The full session, covering initial scaffolding through iterative visual QA to a finished interactive scene, runs approximately 90 minutes with minimal user input beyond the original prompt.
Tradeoffs
Speed and latency
GPT-5.4 is the slowest model on Artificial Analysis's benchmarks by a significant margin.
It has the highest time to first answer token and the longest end-to-end response time for a 500-token output. For tasks where agentic depth matters more than responsiveness, this is an acceptable tradeoff. For real-time or user-facing applications that need fast replies, it is a meaningful constraint. Fast mode reduces latency at double the cost, which may or may not be practical depending on usage volume.
Pricing
GPT-5.4 is priced at $2.50 per million input tokens and $15.00 per million output tokens.
The gpt-5.4-pro variant is substantially more expensive at $30 per million input tokens and $180 per million output tokens. Combined with the surcharge for context beyond 272,000 tokens, costs can escalate quickly for applications that make heavy use of the full context window or require the pro-tier model's capabilities.
UI design aesthetic
When generating frontend UI, GPT-5.4 tends toward a particular visual style: frosted glass surfaces, gradient overlays, and layered card components. This aesthetic is coherent and modern but can feel repetitive across different projects. On DesignArena, a platform that benchmarks AI design output, GPT-5.4 does not rank among the top models for UI generation. Developers for whom visual design quality is a priority may find other models produce more varied or refined results.
Final thoughts
GPT-5.4 sets a new bar for coding and agentic performance. Its native computer-use capability changes what's possible in automated development workflows, allowing a single model to plan, build, test, and debug software with minimal human checkpoints. The 1 million token context window and tool search feature make it practical for large-scale projects that would have strained earlier architectures.

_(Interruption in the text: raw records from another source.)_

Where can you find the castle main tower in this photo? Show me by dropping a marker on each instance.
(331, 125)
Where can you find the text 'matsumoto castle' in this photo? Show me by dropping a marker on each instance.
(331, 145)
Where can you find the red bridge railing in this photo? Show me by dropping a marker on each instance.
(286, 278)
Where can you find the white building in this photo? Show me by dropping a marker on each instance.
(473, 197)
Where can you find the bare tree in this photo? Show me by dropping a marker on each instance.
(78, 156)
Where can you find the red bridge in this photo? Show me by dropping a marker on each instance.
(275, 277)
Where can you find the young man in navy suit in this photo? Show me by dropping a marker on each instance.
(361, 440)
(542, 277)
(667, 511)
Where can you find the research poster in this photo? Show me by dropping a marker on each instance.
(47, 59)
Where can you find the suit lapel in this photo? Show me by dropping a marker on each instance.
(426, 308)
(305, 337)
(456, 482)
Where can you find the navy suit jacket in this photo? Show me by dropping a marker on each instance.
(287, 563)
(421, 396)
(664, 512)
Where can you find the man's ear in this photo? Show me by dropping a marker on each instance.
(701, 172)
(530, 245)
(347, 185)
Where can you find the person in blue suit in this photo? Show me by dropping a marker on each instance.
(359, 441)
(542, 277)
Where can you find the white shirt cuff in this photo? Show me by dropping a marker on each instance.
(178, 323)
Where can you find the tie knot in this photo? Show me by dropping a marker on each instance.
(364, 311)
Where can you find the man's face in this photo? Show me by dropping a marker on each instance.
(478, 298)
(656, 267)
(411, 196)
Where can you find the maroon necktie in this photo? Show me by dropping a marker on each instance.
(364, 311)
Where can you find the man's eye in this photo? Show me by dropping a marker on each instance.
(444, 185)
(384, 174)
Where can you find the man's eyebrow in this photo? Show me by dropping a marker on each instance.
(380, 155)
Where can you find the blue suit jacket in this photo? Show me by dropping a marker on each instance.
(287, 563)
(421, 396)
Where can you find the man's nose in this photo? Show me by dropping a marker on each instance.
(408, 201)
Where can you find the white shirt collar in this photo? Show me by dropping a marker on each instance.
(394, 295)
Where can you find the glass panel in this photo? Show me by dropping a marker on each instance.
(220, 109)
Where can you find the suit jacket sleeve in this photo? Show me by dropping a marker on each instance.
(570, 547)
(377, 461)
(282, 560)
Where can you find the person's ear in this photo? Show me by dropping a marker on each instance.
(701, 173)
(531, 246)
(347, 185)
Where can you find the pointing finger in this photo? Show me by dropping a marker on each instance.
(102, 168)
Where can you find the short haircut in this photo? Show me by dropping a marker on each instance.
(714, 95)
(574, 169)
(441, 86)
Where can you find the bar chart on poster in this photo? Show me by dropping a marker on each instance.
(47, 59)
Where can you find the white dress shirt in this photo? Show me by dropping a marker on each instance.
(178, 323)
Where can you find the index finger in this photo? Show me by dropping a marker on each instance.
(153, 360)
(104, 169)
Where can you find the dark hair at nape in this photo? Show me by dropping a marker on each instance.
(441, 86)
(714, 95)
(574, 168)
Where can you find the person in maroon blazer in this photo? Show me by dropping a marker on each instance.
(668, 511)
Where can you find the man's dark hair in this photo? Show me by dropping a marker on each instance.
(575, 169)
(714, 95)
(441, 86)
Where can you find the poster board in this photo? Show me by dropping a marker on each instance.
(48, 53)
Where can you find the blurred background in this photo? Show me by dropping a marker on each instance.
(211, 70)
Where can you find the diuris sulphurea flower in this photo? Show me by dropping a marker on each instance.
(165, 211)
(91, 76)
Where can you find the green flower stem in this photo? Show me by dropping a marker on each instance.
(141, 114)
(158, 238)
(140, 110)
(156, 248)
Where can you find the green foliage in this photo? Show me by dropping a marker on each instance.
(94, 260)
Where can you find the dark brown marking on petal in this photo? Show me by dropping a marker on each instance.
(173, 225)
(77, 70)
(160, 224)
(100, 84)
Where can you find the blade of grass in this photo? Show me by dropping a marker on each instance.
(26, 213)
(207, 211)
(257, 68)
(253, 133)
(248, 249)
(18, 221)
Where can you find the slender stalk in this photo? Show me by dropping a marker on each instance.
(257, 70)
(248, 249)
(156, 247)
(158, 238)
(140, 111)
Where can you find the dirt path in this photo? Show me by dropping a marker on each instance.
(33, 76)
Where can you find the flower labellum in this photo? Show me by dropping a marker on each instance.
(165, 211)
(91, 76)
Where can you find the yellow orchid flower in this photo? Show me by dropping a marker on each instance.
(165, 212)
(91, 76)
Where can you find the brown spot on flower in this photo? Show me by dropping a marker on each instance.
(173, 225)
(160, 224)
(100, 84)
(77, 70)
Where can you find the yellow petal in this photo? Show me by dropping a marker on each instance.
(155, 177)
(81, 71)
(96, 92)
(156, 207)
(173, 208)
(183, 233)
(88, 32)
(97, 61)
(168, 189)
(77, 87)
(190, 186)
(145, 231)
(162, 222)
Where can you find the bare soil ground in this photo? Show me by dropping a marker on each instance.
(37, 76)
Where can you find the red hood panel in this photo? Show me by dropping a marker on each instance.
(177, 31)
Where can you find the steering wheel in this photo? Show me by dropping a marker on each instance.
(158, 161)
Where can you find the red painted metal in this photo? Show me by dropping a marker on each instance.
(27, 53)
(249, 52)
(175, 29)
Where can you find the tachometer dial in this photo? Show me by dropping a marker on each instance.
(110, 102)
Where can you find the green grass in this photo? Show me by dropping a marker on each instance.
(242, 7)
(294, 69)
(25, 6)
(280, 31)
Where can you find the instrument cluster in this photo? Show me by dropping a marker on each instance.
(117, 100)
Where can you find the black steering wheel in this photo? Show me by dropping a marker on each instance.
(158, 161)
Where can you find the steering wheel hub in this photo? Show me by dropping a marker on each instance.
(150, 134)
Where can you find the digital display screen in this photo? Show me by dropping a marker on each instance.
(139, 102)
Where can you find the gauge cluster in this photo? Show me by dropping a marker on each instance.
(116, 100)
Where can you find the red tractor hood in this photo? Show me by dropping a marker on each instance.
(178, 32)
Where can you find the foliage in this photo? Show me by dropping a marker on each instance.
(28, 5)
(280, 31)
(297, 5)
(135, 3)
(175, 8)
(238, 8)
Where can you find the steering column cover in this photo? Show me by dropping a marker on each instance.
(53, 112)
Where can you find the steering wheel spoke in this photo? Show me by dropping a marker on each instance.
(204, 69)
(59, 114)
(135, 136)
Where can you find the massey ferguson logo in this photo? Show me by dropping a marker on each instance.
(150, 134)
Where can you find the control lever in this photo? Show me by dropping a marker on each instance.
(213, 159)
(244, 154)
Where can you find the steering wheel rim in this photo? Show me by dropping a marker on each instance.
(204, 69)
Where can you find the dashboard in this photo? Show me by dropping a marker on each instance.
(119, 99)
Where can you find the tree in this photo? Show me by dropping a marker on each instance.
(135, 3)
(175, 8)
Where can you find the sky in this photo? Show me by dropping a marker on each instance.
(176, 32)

The tradeoffs are real: slow generation speed, premium pricing at the pro tier, and a design sensibility that can feel generic. Whether these matter depends on the use case. For complex, long-running agentic tasks where raw capability is the priority, GPT-5.4 is currently the strongest option available. For latency-sensitive or cost-constrained applications, it requires careful evaluation against faster and cheaper alternatives.